Caught a whopper of a yellow fin tuna, so big that Al had trouble
trying to hoist it aboard, and while that was going on, the tuna
managed to spit the lure. Maybe that was a good thing--it would
have taken the rest of the day just to clean that huge fish!
Next day, another escapee fish--what, we don't know, but it bent
the hook out at a 90 degree angle! What we did bring aboard was
a nice sized mahi-mahi. We also caught 2 other mahi-mahis, but so
small that we released them so they could get on with the business
of growing up!
DEBRIS. Quite a topic of conversation for all of us heading west in the paths of the tsunami destruction. Quite a few boats staying more north reported large patches of floating stuff, big logs and trees, etc. We saw just the normal variety of Styrofoam and other plastics, coconuts and branches, nothing dangerous.
SHIPS.
They were all just where they were supposed to be--between 6 deg
15 and 5 deg 30 North. We crossed this band as close to perpendicular
as sailing would allow. Had no confrontations. Saw a couple of long-line
fishing boats--or maybe the same one, twice?
But the real worry were the 2 small fish boats that altered course
and headed straight at us. I'm sure they just wanted cigarettes,
but we didn't want them anywhere near our new topsides. Period.
We were sailing about 4.5 knots; turned on the engine and gave her
plenty of revs and speeded up to 6.5 knots. This was enough speed
that they could not catch us. After about a half hour, they turned
around and continued on their way. Whew.
WEATHER. There wasn't any.
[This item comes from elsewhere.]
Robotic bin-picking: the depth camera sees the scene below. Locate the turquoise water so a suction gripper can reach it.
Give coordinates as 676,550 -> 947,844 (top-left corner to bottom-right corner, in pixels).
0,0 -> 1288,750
We have before never had a 2-weeks passage in the tropics, especially this close to the Equator, without squalls and thunderstorms. I've already noted the light wind conditions. Our wind instrument has a "highest gust captured" feature; it was 21 knots. How and when that happened I couldn't tell you. There was one rain shower 2 nights before our arrival--a rinse cycle to get the salt washed away! We are now a bit worried about the general lack of rain, as we depend on that source for our drinking water.
So there we are. Third time across and anchored at Addu. We will stay here about a week. We are hoping for a change from these NE winds to the more normal NW at this time of year. Better direction for sailing to Chagos as well as for the anchorages in Peros Banhos that we like.